The long-term uptrend of the market remains unchanged. The Global Futures Long Term Trend Index is still indicating a technical bull market for the S&P 500. Also our WSC Global Momentum Indicator is trading at solid levels and indicates that 78 percent of all global markets remain within a long-term oriented uptrend. Examining our WSC Global Relative Strength Index reveals that the relative strength of all risky markets keeps trading above the one from U.S. Treasuries (except commodities). Even our Modified McClellan Volume Oscillator Weekly, which has been in a paralyzed status for weeks, finally flashed a bullish crossover signal. The percentage of stocks which are trading above their 200 day simple moving average are also trading at solid levels.
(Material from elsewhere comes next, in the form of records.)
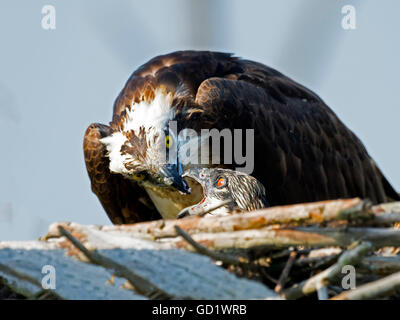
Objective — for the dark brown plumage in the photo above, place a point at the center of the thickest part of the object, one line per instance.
(303, 152)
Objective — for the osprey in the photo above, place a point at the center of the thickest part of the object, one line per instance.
(238, 190)
(303, 152)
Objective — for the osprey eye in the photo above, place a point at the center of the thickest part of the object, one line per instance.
(138, 176)
(221, 182)
(168, 141)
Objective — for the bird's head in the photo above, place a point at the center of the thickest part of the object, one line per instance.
(218, 197)
(225, 192)
(143, 149)
(214, 181)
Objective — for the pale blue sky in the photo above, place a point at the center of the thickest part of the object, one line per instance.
(53, 84)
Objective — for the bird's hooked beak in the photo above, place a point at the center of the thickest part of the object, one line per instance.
(172, 174)
(192, 173)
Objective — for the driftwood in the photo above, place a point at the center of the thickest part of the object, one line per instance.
(322, 279)
(300, 250)
(140, 284)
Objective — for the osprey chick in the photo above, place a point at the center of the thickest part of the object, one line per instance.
(302, 151)
(240, 190)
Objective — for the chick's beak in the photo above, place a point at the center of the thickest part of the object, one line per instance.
(172, 174)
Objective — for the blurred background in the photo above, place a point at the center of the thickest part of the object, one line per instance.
(54, 83)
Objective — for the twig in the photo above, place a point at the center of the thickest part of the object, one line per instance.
(184, 213)
(285, 273)
(372, 290)
(283, 238)
(141, 285)
(293, 215)
(28, 278)
(323, 278)
(205, 251)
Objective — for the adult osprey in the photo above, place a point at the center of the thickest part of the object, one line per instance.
(303, 152)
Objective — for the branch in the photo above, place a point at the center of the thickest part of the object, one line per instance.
(327, 276)
(293, 215)
(285, 272)
(205, 251)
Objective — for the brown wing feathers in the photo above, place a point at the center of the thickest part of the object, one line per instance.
(303, 151)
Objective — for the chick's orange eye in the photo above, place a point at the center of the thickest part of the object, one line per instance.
(168, 141)
(221, 182)
(138, 176)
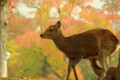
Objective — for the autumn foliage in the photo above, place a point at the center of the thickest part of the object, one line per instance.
(39, 59)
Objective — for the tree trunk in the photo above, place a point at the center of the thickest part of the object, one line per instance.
(3, 37)
(118, 72)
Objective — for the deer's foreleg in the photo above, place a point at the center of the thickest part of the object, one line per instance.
(76, 77)
(69, 69)
(104, 65)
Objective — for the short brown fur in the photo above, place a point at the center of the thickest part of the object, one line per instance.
(111, 73)
(95, 43)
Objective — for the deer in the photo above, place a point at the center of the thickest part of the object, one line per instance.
(95, 43)
(111, 73)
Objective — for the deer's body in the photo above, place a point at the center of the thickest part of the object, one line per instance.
(111, 73)
(96, 43)
(77, 46)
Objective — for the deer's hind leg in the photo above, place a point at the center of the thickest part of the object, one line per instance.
(69, 69)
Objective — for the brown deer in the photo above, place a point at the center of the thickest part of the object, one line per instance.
(111, 73)
(95, 43)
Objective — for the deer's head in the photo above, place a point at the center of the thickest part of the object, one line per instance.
(52, 32)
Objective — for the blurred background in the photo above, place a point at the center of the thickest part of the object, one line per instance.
(31, 56)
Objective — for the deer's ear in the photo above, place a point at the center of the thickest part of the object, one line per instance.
(58, 24)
And in addition, the amounts of stocks which are hitting a fresh 52 weeks high increased significantly and are thus, trading far above their bearish counterparts, leaving our High-/Low Index Weekly on very supportive levels.

Model Portfolios

If we have a closer look at our Model Portfolios, we can see that there have been no changes in the allocation advice from the WSC Global Tactical ETF Portfolio, WSC All Weather Portfolio and the WSC Inflation Proof Retirement Portfolio. As the momentum score of financials rose above average and above the one from the S&P 500 within our Sector Heat Map, we received again a buy signal for that ETF within our WSC Sector Rotation Strategy. Moreover, we are proud to announce that the WSC All Weather Portfolio and the WSC Sector Rotation Strategy reached again new all-time highs last week.

Bottom Line

The technical picture of the market remains pretty unchanged compared to last week. With quite bullish indicators all across the board we have not seen any typical signs for a major top-building process yet and therefore, we expect to see further record highs into deeper summer. However, with quite stretched sentiment signals on the contrarian side, the market might enter a period of slow growth within the next couple of trading days. However, our bullish outlook remains unchanged and therefore, we would advise conservative members to hold their equity position, while aggressive short-term traders should definitely stay in the bullish camp.